At the Democratic National Convention in August, the party seemed to celebrate the resurgence of Black Lives Matter, embracing the movement—rhetorically, at least—as part of the Democratic coalition. The convention opened by featuring, on the first night, some members of the families of Floyd and Eric Garner, who was killed by police in New York City in 2014. A few days later, a video tribute to the recently deceased congressman and civil rights icon John Lewis interspersed footage from the 1960s with images from the current protests, tying the past and present of Black struggle to the Democrats through the vehicle of Lewis’s life. Meanwhile, at the Republican National Convention, Black Lives Matter was no less present and no less tied to the Democratic Party. Echoing a different set of connections to the 1960s—the politics of a conservative “law and order” backlash—Rudy Giuliani ominously warned that “a vote for Biden and the Democrats” would risk bringing “lawlessness to your city, to your town, to your suburb.” Whereas the Democratic convention featured members of the families of Black men killed by police, the Republicans gave prime-time speaking slots to Mark and Patricia McCloskey, a couple facing charges for brandishing weapons at Black Lives Matter protesters who were marching by their home in St. Louis.
The events of that summer drew electoral and protest politics together in a way that might feel familiar, even obvious, to most Americans. Given the increasingly polarized environment in the United States, it might seem natural that politicians would identify in protests an opportunity to position themselves politically, and that citizens, in turn, would interpret this positioning through their own commitments and thus their own partisan preferences.
Yet while elections have long been at the center of political science research, their connections with protest have not. As Daniel Q. Gillion observes in his new book, The Loud Minority, many of his fellow political scientists have tended to exclude protest from their consideration, ceding the study of social movements largely to sociologists and historians. As a result, their research has often neglected one of the main questions of US political life: how protest affects institutions, policy outcomes, elite incentives, and elections.

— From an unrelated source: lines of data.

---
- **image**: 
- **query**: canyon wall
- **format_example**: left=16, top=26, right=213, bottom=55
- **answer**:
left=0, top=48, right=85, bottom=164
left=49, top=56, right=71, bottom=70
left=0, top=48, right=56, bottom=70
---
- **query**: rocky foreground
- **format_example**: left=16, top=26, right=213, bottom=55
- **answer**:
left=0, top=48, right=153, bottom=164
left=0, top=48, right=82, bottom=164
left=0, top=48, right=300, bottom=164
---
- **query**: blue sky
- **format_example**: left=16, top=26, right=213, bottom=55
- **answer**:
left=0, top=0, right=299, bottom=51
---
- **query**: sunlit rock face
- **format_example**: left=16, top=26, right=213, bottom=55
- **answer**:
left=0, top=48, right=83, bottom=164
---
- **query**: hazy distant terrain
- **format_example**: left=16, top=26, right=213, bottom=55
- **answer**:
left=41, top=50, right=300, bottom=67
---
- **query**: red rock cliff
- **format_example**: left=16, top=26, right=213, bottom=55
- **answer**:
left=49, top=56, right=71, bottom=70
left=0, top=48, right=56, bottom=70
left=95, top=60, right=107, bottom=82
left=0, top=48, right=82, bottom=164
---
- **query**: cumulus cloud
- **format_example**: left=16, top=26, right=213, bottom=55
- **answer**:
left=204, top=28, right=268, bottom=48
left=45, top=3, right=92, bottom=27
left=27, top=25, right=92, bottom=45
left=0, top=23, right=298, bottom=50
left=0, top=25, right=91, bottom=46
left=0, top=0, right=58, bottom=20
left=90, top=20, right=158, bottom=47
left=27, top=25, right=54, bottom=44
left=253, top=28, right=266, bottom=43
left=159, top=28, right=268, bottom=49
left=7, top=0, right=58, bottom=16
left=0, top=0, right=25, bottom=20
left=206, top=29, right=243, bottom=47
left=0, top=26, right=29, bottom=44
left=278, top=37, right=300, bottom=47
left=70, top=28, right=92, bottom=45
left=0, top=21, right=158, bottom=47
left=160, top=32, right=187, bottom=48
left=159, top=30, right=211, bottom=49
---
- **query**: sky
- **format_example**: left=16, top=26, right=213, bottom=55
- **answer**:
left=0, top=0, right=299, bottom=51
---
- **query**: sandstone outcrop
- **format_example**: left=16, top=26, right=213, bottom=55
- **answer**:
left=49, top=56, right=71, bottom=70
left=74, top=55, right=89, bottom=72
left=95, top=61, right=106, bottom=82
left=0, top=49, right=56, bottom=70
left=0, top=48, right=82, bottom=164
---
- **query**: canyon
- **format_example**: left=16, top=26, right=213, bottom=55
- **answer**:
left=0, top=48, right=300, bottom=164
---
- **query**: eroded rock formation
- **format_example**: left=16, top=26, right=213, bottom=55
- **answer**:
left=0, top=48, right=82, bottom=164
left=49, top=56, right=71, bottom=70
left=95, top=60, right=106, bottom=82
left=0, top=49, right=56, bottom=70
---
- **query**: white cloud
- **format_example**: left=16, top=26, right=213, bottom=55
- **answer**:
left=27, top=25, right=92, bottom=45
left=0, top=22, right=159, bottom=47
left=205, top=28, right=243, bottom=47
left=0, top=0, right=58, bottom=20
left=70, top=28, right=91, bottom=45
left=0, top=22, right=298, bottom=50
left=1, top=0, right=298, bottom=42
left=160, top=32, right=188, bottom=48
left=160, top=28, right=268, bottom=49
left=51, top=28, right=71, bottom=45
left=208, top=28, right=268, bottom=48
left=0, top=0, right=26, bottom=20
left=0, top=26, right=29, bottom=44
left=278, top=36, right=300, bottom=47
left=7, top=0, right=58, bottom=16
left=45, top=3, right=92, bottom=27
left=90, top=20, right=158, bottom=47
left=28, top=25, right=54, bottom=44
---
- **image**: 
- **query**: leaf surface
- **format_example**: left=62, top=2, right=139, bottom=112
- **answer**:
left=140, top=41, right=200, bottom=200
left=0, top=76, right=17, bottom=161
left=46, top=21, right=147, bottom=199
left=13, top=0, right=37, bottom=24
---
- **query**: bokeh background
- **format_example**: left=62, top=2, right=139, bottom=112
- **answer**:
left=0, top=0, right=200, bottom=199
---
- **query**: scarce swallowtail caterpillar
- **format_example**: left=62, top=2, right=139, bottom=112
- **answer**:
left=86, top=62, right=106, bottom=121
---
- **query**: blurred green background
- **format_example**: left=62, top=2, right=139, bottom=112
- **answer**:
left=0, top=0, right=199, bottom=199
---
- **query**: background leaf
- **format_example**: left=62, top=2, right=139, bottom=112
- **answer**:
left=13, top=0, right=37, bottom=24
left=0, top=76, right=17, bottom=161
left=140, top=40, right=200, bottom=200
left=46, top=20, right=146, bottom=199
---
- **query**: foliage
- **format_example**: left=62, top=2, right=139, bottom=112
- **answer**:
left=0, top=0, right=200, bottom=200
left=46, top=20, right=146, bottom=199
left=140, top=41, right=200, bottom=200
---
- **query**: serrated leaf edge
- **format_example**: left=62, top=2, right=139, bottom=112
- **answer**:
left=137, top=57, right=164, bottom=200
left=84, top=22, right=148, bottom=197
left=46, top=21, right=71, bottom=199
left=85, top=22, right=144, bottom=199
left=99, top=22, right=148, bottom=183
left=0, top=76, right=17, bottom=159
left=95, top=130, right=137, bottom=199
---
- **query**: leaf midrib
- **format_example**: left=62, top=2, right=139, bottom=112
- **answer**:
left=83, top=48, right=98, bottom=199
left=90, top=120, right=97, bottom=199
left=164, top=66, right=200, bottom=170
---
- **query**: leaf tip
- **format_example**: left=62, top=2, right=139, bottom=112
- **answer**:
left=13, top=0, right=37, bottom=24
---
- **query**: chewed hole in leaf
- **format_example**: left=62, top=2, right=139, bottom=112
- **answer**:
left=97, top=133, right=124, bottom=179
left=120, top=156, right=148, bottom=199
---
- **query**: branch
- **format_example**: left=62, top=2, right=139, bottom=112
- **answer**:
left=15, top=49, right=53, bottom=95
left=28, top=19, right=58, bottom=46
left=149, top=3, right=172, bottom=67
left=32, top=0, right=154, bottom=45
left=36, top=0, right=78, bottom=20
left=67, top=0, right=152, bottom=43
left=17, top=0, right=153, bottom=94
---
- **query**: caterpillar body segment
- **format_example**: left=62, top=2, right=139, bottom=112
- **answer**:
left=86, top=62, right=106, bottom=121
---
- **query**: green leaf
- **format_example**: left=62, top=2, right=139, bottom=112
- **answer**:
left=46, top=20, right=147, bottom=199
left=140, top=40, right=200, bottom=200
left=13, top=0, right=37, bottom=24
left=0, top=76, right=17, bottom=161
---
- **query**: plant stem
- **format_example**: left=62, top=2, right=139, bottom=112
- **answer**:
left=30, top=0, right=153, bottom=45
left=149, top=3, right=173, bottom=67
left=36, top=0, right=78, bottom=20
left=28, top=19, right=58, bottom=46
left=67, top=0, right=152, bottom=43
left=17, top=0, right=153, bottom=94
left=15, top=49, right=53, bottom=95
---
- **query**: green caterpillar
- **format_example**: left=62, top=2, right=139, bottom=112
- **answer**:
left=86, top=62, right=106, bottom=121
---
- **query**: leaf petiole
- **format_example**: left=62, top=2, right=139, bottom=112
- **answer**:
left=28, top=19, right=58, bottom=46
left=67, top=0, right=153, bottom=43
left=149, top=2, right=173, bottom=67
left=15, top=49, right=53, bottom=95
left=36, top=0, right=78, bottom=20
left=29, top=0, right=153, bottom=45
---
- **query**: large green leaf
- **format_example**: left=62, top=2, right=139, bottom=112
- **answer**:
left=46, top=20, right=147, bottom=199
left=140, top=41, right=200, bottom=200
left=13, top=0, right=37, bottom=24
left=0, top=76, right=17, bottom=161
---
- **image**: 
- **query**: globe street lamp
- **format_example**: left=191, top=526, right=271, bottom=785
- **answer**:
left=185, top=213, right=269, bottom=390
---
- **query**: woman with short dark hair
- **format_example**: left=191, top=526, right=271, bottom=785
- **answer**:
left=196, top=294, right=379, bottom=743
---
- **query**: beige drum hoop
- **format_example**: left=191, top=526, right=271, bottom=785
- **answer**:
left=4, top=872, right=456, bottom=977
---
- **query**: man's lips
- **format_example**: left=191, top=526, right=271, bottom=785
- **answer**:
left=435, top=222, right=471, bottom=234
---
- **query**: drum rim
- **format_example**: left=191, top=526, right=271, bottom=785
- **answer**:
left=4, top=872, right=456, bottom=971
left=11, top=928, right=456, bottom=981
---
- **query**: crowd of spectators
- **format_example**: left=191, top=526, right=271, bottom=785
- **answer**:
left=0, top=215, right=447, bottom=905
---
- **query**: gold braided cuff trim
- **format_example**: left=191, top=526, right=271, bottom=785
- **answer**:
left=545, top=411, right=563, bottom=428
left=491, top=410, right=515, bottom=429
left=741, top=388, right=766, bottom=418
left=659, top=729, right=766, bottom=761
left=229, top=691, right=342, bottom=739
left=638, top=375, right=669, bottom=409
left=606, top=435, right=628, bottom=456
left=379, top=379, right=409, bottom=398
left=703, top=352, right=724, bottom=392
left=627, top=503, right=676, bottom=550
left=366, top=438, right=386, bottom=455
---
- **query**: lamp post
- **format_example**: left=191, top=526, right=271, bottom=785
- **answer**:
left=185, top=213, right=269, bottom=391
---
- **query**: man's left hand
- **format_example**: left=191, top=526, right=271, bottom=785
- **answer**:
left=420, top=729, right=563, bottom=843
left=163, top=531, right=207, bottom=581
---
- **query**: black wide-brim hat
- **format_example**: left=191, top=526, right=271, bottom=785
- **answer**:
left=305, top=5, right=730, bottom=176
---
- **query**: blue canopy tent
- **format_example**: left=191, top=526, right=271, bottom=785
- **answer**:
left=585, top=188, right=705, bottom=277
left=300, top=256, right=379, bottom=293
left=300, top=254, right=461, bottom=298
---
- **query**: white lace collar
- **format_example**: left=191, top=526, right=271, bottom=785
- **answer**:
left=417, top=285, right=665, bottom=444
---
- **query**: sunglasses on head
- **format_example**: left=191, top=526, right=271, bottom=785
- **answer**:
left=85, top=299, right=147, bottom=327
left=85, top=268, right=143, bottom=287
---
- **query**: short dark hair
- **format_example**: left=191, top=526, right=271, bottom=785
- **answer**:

With The Loud Minority, Gillion seeks to step into this void. A scholar of political behavior—broadly speaking, the study of mass political attitudes, identities, and actions—he is also a student of movement politics in the United States. In his 2013 book The Political Power of Protest, he studied the effect of racial justice movements on policy agendas within an array of formal political institutions, from the presidency to Congress to the Supreme Court. Protest, he argued, served as a kind of informational cue for policy-makers and elected officials, by increasing the salience of particular issues and providing incentives for political elites to attend to the protesters’ demands. Forced to assess the intensity of protests as a means of understanding minority concerns, these elites would eventually conclude that addressing the issues at stake in “high salience” protests—those that are large in scale, persistent over time, and provoke a police presence—could well serve their own political or partisan interests.
The Loud Minority builds and expands on this argument by examining the relationship between “informative protest” of this kind and the electorate. Like congressional representatives or Supreme Court justices, voters look to activism for information—and as a result, protests become “part of the social learning process.” They “act as an avenue of social communication between activists and nonactivists,” enabling the voting public to “evaluate candidates as well as social conditions” when choosing whom to vote for. Protesters may be a loud minority of citizens, a set of especially motivated and impassioned individuals who are in many ways not representative of the general public. But the silent majority of voters are not as disconnected from—or dismissive of—protest as many assume.